Building Intuition: A Short Catalogue of Convexity Facts
To help you navigate the landscape quickly, here is a short catalogue of practical truths about convexity and concavity:
- Affine functions are both convex and concave—this is a special case that often appears as a boundary condition in problems.
- The sum, integral, and pointwise maximum of convex functions are convex, providing a toolkit for constructing complex models with guaranteed convexity.
- Nonpositive curvature in the graph (concave) implies that midpoints of chords lie above the graph; for convex, midpoints lie below the graph.
- Convexity interacts nicely with optimisation: convex problems have no spurious local minima, making them easier to solve reliably.
Putting It All Together: A Step‑by‑Step Approach to Convexity in Your Models
When you face a modelling task and want to determine whether convexity or concavity helps, follow these steps:
- Identify the domain of the function and the objective of your optimisation.
- Check for affine invariance: can you apply an affine transformation without altering the problem’s structure?
- Assess derivative information: if available, use the second derivative test or monotonicity of the gradient.
- Consider combining functions with known convexity properties: the sum of convex functions and nonnegative scalings preserve convexity.
- Use Jensen’s inequality to obtain bounds that may simplify analysis or provide risk assessments.
- When in doubt, explore numeric surrogates: test convex inequalities on representative samples to gain confidence.
Conclusion: The Power and Practicality of Convex and Concave Functions
The concepts of convex and concave functions form a cornerstone of modern mathematical thinking.

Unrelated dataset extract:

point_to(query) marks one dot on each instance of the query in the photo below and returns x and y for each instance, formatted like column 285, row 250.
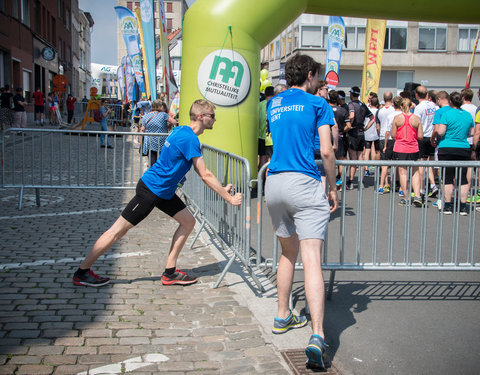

They provide clear criteria for when optimisations are tractable, offer geometric and analytic intuition, and connect to a broad spectrum of applications in science, engineering, and economics. By recognising convexity and concavity—whether through second derivatives, derivative monotonicity, or constructive properties like the preservation under addition and composition—you gain a robust framework for modelling, analysis, and solution strategies. Remember: the elegance of convexity lies not only in the sharp mathematical statements but also in the reliable, global insights it yields for complex problems.